Influences On Startup Time And Memory Use

hostilefork · September 18, 2022, 10:11pm

Right now it's not ideal to be focusing on things like startup time and memory use. There are a lot of fundamental features being rethought--and recall that rules of optimizing code at the cost of clarity and flexibility of design are:

Rule #1: Don't Do It
Rule #2 (Experts Only) Don't Do It... Yet.

...BUT, the issues can't be ignored forever. And it's reasonable for one to ask why there's been a dramatic increase in boot time and memory use between the build being used for bootstrap and a current commit.

So it's worth having a thread here to track some of what's involved.

ENCAP Detection

By default we still run encap detection on all desktop builds, scanning the executable. On Windows I think Shixin's version loads the whole binary into memory, and on Linux it still does quite a lot.

You can skip the detection by using --no-encap.

https://github.com/metaeducation/ren-c/blob/master/scripts/encap.reb

But the encap and de-encapping tools will still be bundled in the executable. They're not an extension, so if you don't want to pay for that...you need to entirely remove early-boot modules like encap and unzip which are built in another way

Obviously platform-specific C code would be faster and lighter than PARSE. And there was some before, but it entangled things in the core with FILE I/O...and it was dedicated finicky C for a purpose we're not really focusing on, especially in the web build.

The decision to move encapping to userspace tools was mine, and not something I regret. But since we're not using it, all it's really doing is acting as a test. I've made a separate thread to talk about the fate of Encap, and whether we should depend on it more or distance from it further:

Boot Footprint: Giant String Literal vs. Encap?

A Big Cost Is Going To Come From UPARSE

UPARSE right now is an elaborate exercise of the ability to build complex feature-filled dialects in userspace. And it does so at great cost to the evaluator.

Of course the plan is to cut that down, because COMBINATORs are just functions. They could be written as natives. And even more importantly, the process of combinating itself needs to be native.

I have done some experiments with this:

Progress on Nativizing Parser Combinators

But those experiments are currently inactive, because the design needed more work. And it's easier to churn through that work with userspace code.

What can we do about it? Well until UPARSE goes through an optimization phase, we can just use PARSE3 in boot...or at least for whatever subsetted codebase is in this metric. The main thing is just to get it measured so we know how much of this is known UPARSE-ism vs. other unknowns. I'm going to bet it's a lot...even though it's not used all that terribly much in boot, it's going to be big.

Cutting it out for the moment would at least help focus on the next bigger things.

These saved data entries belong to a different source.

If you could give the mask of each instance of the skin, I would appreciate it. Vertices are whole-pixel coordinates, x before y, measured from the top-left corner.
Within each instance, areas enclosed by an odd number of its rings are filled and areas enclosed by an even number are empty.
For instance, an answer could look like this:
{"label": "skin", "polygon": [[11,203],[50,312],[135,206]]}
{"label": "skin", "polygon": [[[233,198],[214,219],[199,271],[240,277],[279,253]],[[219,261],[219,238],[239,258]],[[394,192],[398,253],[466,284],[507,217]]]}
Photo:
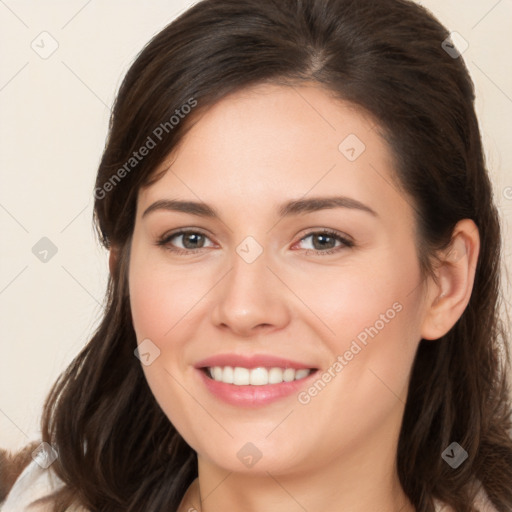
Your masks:
{"label": "skin", "polygon": [[[349,134],[366,146],[353,162],[338,148]],[[149,338],[160,350],[143,365],[149,386],[198,454],[199,477],[180,512],[414,510],[395,467],[407,384],[421,338],[444,335],[469,301],[475,224],[457,224],[455,251],[439,255],[437,279],[422,279],[412,201],[393,185],[375,123],[314,84],[230,95],[162,169],[139,192],[129,289],[138,342]],[[288,200],[335,194],[377,216],[349,208],[278,216]],[[142,217],[171,198],[205,202],[220,219],[165,210]],[[203,248],[184,255],[156,245],[179,228],[206,238],[178,236],[167,247]],[[318,235],[307,235],[323,228],[354,247],[314,245]],[[263,248],[252,263],[236,252],[249,235]],[[401,311],[307,404],[292,394],[264,407],[229,405],[194,369],[214,354],[263,353],[326,371],[396,303]],[[261,452],[252,467],[237,457],[248,442]]]}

Another Pain Point Is Going to be GET+SET Atop PICK+POKE

I spent quite a while working through what a GET and SET and PICK and POKE actually were. Ultimately I concluded:

GETs are just sequences of individual PICK steps (where a GET of a WORD! starts the chain with the binding of the word, and PICKs the word out of that object)
SETs are a sequence of PICK steps which are kept track of...followed by POKE. That POKE can return nothing (in which case you're done) or it can return an adjusted value. If the value needed to be adjusted that means it then gets POKE'd back into the cell back in the chain, and this ripples back so long as the bitpattern in cells need to be adjusted.

I haven't gone back to this prototype and optimized it. That means it quite literally is building evaluation chains of PICK and POKE every time it does tuple processing (what would be "path picking", e.g. variables out of objects). I wasn't sure if this was the answer or not, so it seemed best to keep it general to be able to play with it.

It's tough to know how much "hardening" should be done on this. It's nice to be able to hijack and hook and bend things. I think I still want to consider it to be calls to PICK and POKE, but we can do those calls via frames built just for those functions...and not generic evaluation. I'll have to look at it.

Each Extension Adds Memory Use, But Also Has Startup Code

By default the desktop includes every extension, even for making animated GIFs...as well as currently

If one wants to make a non-kitchen-sink test build of Ren-C...obviously use debug: none, and chopping extensions out with - instead of +, for starters. Note that extensions can be built as separate DLL/.so with *

Other Factors Need Managing On a Case-by-Case Basis

Those would be among the only things that can be done without some attention to the C, which hasn't been vetted for this metric in years. But it isn't a priority right at this exact moment--there are much more important things.

(If you want some of my general philosophy about why Ren-C will be competitive with R3-Alpha despite "increased complexity", then seeing some old stats on SPECIALIZE might be illuminating)

WickedSmoke · September 20, 2022, 1:07pm

To collect startup times and memory use, I use "valgrind --tool=massif" to collect data.

hostilefork · September 26, 2022, 2:06am

Thanks. I occasionally run Valgrind (catches slightly different things than address sanitizer) but was not aware of this particular tool.